Colors are always linked to a style, and each cell has some style assigned. We can think about the problem: We get all the IDs of the colors we seek. Next, we filter all the styles so that we only have those that have a link to one of the colors we are looking for through indexes. From the obtained styles, we will keep only and only their IDs. We can subsequently filter all the cells with them and select only the ones we need. In the end, we’ll check what type of value it is, and if it’s numerical, we’ll save it straight away; for text output, we still have to reach into the text value repository according to the index to get this value.

It sounds wild but doable! I believe that the whole function could be optimized even further, but so far, this was enough for me; where in addition to the searched colors, I also added the possibility of removing some of the colors from the export:

let
    output = (xslxBinary as binary, optional searchedColor as text, optional notSearchedColor as text) =>
        let
            /* UNZIP FUNCTION FROM MARK WHITE
     LINK TO ARTICLE WITH CODE http://sql10.blogspot.com/2016/06/reading-zip-files-in-powerquery-m.html */
            unZipOfXLSX = (xlsxFile as binary) =>
                let
                    Header = BinaryFormat.Record(
                        [
                            MiscHeader = BinaryFormat.Binary(14),
                            BinarySize = BinaryFormat.ByteOrder(
                                BinaryFormat.UnsignedInteger32, ByteOrder.LittleEndian
                            ),
                            FileSize = BinaryFormat.ByteOrder(BinaryFormat.UnsignedInteger32, ByteOrder.LittleEndian),
                            FileNameLen = BinaryFormat.ByteOrder(
                                BinaryFormat.UnsignedInteger16, ByteOrder.LittleEndian
                            ),
                            ExtrasLen = BinaryFormat.ByteOrder(
                                BinaryFormat.UnsignedInteger16, ByteOrder.LittleEndian
                            )
                        ]
                    ),
                    HeaderChoice = BinaryFormat.Choice(
                        BinaryFormat.ByteOrder(BinaryFormat.UnsignedInteger32, ByteOrder.LittleEndian),
                        each
                            if _ <> 67324752
                            // not the IsValid number? then return a dummy formatter
                            then
                                BinaryFormat.Record([IsValid = false, Filename = null, Content = null])

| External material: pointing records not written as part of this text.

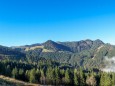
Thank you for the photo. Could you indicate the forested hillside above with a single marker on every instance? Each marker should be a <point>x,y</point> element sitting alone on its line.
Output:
<point>76,63</point>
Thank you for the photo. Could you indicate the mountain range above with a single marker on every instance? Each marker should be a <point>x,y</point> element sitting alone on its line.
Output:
<point>85,53</point>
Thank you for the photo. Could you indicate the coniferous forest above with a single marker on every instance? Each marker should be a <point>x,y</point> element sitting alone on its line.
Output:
<point>51,63</point>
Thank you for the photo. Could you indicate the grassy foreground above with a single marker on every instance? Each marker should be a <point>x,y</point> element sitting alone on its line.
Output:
<point>6,81</point>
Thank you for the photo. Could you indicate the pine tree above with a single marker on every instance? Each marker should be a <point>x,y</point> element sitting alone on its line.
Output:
<point>32,76</point>
<point>42,78</point>
<point>76,83</point>
<point>67,77</point>
<point>57,78</point>
<point>15,73</point>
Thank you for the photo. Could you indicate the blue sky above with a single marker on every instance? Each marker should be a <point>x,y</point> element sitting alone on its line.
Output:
<point>33,21</point>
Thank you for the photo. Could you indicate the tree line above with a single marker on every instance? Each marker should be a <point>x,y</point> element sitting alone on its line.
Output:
<point>49,73</point>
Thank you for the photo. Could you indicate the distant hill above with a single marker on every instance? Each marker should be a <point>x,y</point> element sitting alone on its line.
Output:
<point>87,53</point>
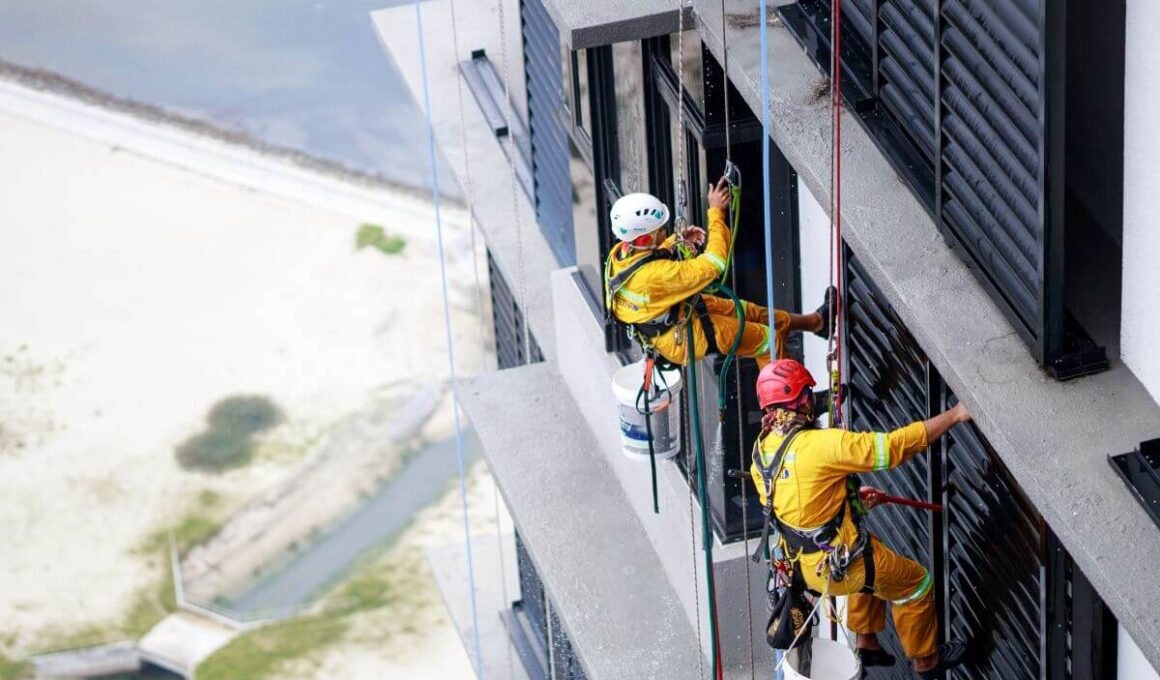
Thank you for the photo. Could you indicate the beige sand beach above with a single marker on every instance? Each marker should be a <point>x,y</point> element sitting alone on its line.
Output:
<point>135,295</point>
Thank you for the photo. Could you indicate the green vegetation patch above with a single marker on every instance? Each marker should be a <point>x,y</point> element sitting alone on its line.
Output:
<point>259,653</point>
<point>229,438</point>
<point>376,585</point>
<point>14,670</point>
<point>376,237</point>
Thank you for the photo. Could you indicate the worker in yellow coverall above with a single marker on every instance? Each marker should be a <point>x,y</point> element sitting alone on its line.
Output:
<point>647,281</point>
<point>819,528</point>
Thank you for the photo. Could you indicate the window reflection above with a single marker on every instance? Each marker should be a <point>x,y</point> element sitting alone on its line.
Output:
<point>693,67</point>
<point>589,261</point>
<point>630,116</point>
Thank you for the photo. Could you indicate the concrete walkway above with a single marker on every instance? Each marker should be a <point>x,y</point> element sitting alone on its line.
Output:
<point>182,641</point>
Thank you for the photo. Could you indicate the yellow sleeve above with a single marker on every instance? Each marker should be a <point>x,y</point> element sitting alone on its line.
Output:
<point>688,277</point>
<point>869,451</point>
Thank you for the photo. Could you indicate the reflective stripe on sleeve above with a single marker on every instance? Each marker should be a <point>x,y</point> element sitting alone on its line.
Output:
<point>882,455</point>
<point>763,348</point>
<point>919,592</point>
<point>632,296</point>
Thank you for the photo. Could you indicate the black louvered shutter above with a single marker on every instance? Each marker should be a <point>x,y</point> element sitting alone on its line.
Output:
<point>992,152</point>
<point>994,592</point>
<point>508,323</point>
<point>1001,579</point>
<point>544,77</point>
<point>887,378</point>
<point>966,99</point>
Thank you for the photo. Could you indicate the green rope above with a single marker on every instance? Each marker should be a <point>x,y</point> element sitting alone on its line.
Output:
<point>707,536</point>
<point>731,355</point>
<point>734,221</point>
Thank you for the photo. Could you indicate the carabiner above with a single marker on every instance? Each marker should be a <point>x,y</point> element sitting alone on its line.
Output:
<point>732,174</point>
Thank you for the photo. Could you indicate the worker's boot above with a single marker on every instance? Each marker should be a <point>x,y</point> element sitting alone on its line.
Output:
<point>825,311</point>
<point>950,655</point>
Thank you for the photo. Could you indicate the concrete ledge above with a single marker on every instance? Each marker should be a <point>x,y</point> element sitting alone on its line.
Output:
<point>477,160</point>
<point>1053,436</point>
<point>589,23</point>
<point>603,577</point>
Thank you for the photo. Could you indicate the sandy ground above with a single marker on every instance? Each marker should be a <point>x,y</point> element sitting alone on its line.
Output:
<point>414,638</point>
<point>135,295</point>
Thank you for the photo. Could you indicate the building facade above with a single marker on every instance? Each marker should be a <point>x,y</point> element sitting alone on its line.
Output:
<point>995,250</point>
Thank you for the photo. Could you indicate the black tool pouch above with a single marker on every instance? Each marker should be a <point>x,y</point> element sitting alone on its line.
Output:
<point>791,617</point>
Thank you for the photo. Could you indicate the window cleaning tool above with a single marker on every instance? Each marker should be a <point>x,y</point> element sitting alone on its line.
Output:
<point>869,496</point>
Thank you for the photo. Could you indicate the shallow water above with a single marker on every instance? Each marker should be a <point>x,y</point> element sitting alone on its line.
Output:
<point>305,74</point>
<point>420,482</point>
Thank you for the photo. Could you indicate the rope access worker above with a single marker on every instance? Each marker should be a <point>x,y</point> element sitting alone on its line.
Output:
<point>811,475</point>
<point>649,280</point>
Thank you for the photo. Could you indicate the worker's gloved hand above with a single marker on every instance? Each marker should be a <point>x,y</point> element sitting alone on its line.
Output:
<point>870,496</point>
<point>821,400</point>
<point>694,234</point>
<point>719,196</point>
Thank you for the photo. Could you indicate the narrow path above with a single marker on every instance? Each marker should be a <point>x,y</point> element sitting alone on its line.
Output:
<point>421,480</point>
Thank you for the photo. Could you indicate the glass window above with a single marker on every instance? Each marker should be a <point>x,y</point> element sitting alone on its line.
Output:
<point>575,92</point>
<point>589,260</point>
<point>630,116</point>
<point>693,69</point>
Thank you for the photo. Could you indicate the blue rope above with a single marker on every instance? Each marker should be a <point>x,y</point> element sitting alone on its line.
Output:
<point>767,202</point>
<point>450,341</point>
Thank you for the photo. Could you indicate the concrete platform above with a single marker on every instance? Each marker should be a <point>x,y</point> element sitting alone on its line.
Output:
<point>517,246</point>
<point>182,641</point>
<point>120,657</point>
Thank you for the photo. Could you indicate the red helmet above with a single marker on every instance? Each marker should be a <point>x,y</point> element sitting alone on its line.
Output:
<point>782,383</point>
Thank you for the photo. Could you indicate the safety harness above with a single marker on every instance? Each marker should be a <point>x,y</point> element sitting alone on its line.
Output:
<point>818,540</point>
<point>644,332</point>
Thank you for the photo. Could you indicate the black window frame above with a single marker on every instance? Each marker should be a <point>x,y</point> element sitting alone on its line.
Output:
<point>1043,617</point>
<point>705,131</point>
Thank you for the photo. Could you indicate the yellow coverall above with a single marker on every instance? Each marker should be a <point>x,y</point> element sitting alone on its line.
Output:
<point>658,286</point>
<point>810,491</point>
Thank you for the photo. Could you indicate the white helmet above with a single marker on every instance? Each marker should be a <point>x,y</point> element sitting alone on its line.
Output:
<point>635,215</point>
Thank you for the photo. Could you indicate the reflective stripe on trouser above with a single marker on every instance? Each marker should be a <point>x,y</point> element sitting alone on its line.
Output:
<point>903,583</point>
<point>754,340</point>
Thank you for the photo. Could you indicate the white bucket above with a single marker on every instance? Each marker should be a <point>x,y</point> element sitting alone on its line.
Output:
<point>832,660</point>
<point>664,405</point>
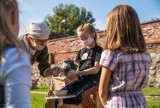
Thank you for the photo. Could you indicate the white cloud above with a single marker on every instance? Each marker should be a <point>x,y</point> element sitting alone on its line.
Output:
<point>100,24</point>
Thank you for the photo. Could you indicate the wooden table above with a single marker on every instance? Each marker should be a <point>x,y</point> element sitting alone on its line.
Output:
<point>60,98</point>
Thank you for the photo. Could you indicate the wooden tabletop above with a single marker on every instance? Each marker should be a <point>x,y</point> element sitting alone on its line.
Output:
<point>61,97</point>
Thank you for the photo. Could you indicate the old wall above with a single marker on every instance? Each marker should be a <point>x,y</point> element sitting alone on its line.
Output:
<point>67,47</point>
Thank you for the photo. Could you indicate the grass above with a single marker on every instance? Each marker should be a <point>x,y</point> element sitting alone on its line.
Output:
<point>38,100</point>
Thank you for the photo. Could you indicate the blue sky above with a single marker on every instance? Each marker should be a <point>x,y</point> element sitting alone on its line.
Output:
<point>37,10</point>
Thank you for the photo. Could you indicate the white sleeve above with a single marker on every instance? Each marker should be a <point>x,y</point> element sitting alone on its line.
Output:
<point>17,89</point>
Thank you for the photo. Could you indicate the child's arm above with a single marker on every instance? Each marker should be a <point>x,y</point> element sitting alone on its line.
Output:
<point>104,85</point>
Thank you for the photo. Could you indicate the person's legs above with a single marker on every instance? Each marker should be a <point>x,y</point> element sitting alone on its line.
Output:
<point>87,101</point>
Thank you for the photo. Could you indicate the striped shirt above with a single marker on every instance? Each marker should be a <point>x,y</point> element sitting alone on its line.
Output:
<point>129,75</point>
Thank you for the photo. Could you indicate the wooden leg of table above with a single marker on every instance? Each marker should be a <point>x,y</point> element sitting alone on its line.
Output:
<point>60,103</point>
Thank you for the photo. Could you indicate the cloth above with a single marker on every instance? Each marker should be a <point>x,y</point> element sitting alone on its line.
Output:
<point>129,75</point>
<point>84,82</point>
<point>15,76</point>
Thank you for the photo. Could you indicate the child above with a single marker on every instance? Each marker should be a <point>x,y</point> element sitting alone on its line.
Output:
<point>88,61</point>
<point>125,61</point>
<point>15,67</point>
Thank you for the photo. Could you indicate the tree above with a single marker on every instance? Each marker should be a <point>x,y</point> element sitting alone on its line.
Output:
<point>67,18</point>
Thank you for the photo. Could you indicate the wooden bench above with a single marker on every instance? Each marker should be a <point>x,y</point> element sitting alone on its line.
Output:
<point>58,83</point>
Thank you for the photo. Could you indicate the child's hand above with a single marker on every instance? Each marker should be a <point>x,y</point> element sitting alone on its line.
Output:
<point>56,70</point>
<point>72,73</point>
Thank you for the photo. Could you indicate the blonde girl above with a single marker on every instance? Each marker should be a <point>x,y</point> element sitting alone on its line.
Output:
<point>125,61</point>
<point>15,68</point>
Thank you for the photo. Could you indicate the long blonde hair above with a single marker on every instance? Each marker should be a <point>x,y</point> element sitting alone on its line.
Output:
<point>87,27</point>
<point>5,33</point>
<point>124,30</point>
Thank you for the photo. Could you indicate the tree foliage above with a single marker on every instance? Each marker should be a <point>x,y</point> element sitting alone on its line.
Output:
<point>66,18</point>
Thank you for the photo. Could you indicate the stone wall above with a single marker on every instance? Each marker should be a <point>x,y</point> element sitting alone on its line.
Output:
<point>67,47</point>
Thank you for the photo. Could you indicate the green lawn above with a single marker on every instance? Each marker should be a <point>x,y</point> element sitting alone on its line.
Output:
<point>38,100</point>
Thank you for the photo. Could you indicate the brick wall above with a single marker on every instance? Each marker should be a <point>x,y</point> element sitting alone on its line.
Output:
<point>67,47</point>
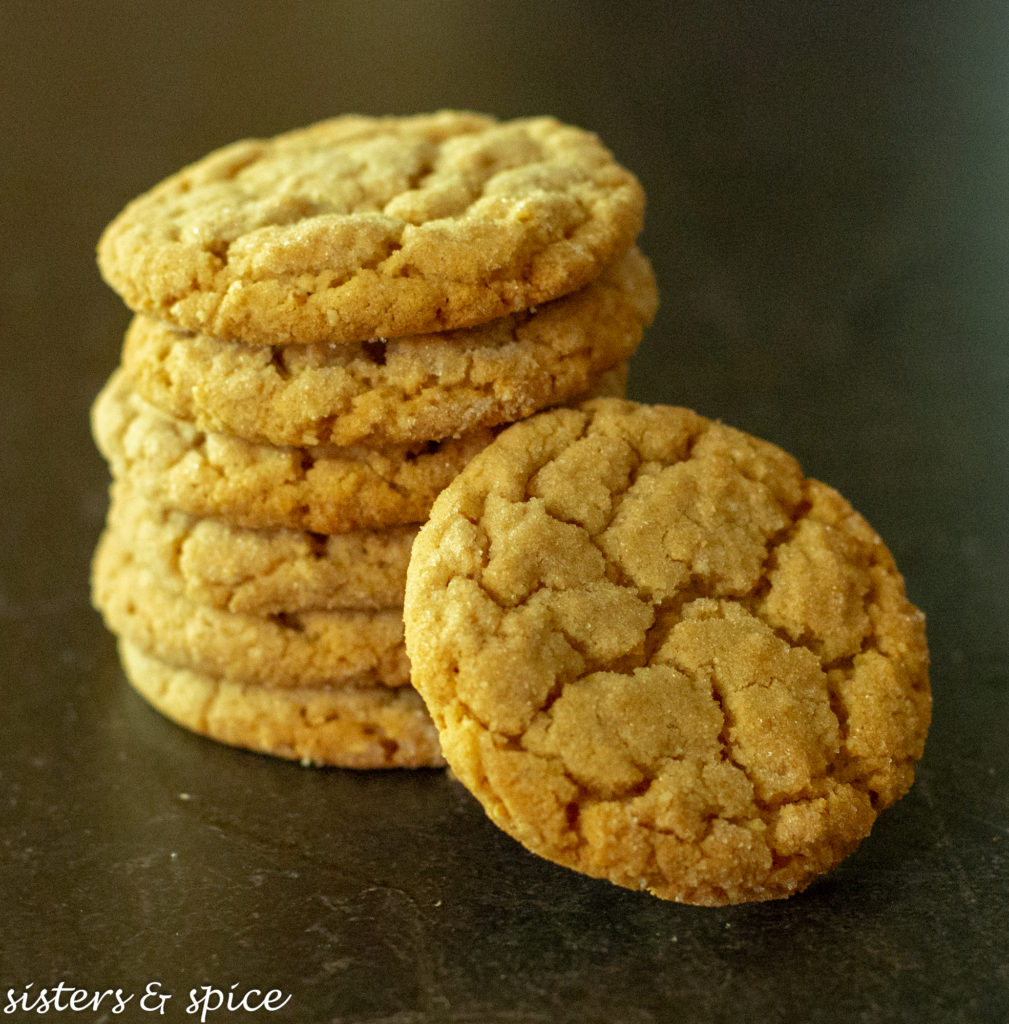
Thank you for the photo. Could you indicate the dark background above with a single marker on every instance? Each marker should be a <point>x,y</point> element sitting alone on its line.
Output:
<point>828,199</point>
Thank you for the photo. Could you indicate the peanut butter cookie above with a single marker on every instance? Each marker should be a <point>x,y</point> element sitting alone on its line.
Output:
<point>361,227</point>
<point>372,727</point>
<point>402,390</point>
<point>262,571</point>
<point>324,489</point>
<point>659,654</point>
<point>301,650</point>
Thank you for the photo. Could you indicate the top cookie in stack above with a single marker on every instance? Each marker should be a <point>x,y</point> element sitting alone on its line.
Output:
<point>362,227</point>
<point>330,324</point>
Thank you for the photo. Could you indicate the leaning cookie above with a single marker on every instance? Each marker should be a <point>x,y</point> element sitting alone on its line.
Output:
<point>340,727</point>
<point>301,650</point>
<point>658,654</point>
<point>396,391</point>
<point>324,489</point>
<point>262,571</point>
<point>361,227</point>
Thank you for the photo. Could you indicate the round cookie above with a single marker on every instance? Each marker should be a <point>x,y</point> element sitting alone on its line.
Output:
<point>262,571</point>
<point>658,654</point>
<point>373,727</point>
<point>303,650</point>
<point>324,489</point>
<point>402,390</point>
<point>360,227</point>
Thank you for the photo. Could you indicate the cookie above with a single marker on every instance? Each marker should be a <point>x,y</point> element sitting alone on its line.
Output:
<point>324,489</point>
<point>262,571</point>
<point>361,227</point>
<point>373,727</point>
<point>301,650</point>
<point>402,390</point>
<point>661,655</point>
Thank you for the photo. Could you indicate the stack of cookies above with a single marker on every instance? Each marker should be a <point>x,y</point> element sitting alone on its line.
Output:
<point>329,326</point>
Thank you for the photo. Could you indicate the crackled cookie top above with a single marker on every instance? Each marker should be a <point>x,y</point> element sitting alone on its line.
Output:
<point>402,390</point>
<point>359,227</point>
<point>659,654</point>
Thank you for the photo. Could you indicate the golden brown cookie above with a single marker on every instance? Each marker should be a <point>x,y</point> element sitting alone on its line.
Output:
<point>403,390</point>
<point>325,489</point>
<point>302,650</point>
<point>659,654</point>
<point>262,571</point>
<point>372,727</point>
<point>361,227</point>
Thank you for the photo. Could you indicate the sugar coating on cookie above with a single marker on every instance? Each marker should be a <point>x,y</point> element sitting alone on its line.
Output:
<point>262,571</point>
<point>348,727</point>
<point>659,654</point>
<point>359,227</point>
<point>322,488</point>
<point>401,390</point>
<point>300,650</point>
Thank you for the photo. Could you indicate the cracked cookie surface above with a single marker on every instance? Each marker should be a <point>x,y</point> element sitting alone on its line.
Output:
<point>402,390</point>
<point>322,488</point>
<point>301,650</point>
<point>360,227</point>
<point>262,571</point>
<point>351,727</point>
<point>659,654</point>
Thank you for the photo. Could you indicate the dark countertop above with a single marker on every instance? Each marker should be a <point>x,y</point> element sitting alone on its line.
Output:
<point>828,220</point>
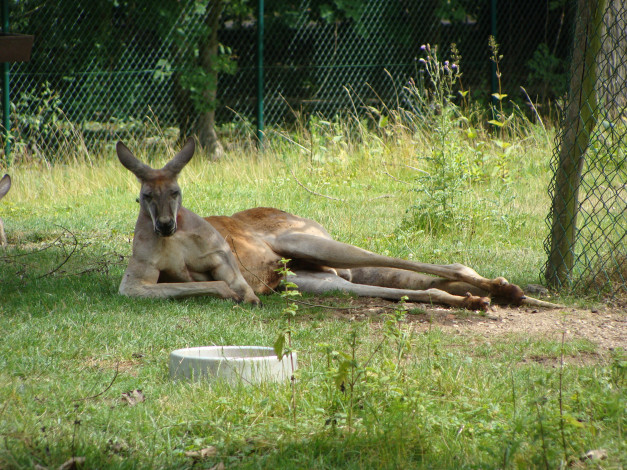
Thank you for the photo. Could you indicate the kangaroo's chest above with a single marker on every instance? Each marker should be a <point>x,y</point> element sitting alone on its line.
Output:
<point>186,257</point>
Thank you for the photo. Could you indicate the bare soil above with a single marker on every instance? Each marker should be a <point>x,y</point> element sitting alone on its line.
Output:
<point>605,326</point>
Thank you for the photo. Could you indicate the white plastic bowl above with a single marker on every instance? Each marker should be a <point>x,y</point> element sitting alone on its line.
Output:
<point>233,364</point>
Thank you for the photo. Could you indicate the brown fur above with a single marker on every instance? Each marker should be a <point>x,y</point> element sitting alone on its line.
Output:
<point>176,253</point>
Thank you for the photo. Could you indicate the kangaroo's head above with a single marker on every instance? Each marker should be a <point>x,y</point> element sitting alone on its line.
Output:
<point>5,185</point>
<point>160,194</point>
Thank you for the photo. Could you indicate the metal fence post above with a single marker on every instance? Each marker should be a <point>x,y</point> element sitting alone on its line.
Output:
<point>580,118</point>
<point>260,72</point>
<point>6,88</point>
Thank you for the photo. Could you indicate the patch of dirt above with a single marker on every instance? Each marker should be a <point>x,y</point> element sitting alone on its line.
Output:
<point>606,326</point>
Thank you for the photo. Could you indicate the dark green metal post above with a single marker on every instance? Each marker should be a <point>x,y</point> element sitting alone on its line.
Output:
<point>260,72</point>
<point>6,102</point>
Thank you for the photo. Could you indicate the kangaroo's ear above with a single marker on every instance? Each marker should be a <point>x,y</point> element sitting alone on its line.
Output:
<point>5,185</point>
<point>182,158</point>
<point>139,169</point>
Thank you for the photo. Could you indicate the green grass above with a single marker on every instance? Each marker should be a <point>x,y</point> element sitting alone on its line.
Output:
<point>71,345</point>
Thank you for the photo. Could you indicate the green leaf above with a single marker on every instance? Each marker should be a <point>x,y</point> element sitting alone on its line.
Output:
<point>279,344</point>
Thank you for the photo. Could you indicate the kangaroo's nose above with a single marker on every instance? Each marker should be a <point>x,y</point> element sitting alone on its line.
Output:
<point>165,226</point>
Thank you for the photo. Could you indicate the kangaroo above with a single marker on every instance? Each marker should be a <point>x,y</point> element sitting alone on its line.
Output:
<point>177,253</point>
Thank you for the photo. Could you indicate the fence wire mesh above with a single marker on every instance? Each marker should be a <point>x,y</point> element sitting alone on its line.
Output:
<point>101,69</point>
<point>587,247</point>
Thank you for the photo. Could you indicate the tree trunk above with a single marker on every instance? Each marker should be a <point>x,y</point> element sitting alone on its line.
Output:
<point>205,126</point>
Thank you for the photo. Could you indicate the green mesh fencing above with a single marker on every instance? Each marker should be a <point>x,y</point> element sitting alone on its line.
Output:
<point>103,69</point>
<point>587,246</point>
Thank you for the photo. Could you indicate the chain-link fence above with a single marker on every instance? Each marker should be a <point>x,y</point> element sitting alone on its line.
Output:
<point>587,247</point>
<point>102,70</point>
<point>105,68</point>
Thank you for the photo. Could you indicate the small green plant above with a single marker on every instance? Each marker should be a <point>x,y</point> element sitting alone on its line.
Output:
<point>500,120</point>
<point>397,331</point>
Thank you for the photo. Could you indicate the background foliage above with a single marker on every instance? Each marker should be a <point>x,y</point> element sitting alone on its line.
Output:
<point>104,68</point>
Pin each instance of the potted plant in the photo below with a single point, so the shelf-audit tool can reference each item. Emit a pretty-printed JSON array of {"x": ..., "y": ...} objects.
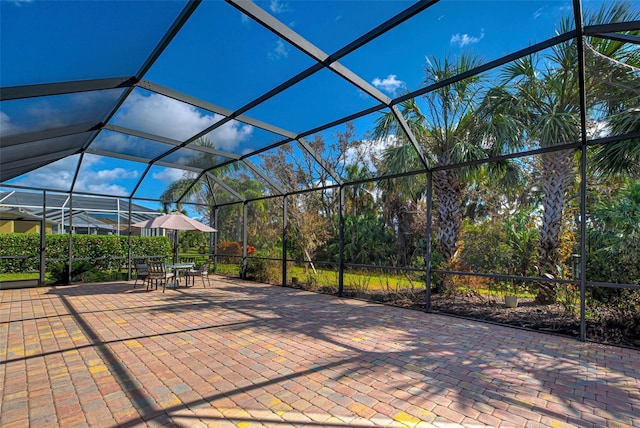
[{"x": 511, "y": 298}]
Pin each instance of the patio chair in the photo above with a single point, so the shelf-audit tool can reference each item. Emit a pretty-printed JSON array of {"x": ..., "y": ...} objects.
[
  {"x": 158, "y": 272},
  {"x": 141, "y": 273},
  {"x": 201, "y": 272}
]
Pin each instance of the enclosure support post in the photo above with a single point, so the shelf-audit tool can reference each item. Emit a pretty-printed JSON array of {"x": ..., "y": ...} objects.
[
  {"x": 70, "y": 253},
  {"x": 243, "y": 270},
  {"x": 215, "y": 241},
  {"x": 341, "y": 243},
  {"x": 128, "y": 239},
  {"x": 577, "y": 9},
  {"x": 284, "y": 239},
  {"x": 43, "y": 239},
  {"x": 427, "y": 258}
]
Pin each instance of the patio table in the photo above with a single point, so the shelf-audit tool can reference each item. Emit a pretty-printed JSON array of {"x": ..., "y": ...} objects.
[{"x": 180, "y": 269}]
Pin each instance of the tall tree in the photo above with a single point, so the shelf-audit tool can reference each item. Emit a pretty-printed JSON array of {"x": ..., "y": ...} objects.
[
  {"x": 448, "y": 131},
  {"x": 538, "y": 103}
]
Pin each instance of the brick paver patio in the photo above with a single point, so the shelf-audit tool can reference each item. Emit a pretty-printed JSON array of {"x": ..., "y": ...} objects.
[{"x": 246, "y": 354}]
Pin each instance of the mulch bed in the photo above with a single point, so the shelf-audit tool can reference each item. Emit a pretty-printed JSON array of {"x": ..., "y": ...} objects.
[{"x": 528, "y": 314}]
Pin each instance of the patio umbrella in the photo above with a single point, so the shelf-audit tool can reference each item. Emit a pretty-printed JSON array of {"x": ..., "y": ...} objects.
[{"x": 174, "y": 221}]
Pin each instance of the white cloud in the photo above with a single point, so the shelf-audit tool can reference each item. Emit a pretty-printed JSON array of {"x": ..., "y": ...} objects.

                            else
                                BinaryFormat.Choice(
                                    BinaryFormat.Binary(26),
                                    // Header payload – 14+4+4+2+2
                                    each
                                        BinaryFormat.Record(
                                            [
                                                IsValid = true,
                                                Filename = BinaryFormat.Text(Header(_)[FileNameLen]),
                                                Extras = BinaryFormat.Text(Header(_)[ExtrasLen]),
                                                Content = BinaryFormat.Transform(
                                                    BinaryFormat.Binary(Header(_)[BinarySize]),
                                                    (x) =>
                                                        try
                                                            Binary.Buffer(Binary.Decompress(x, Compression.Deflate))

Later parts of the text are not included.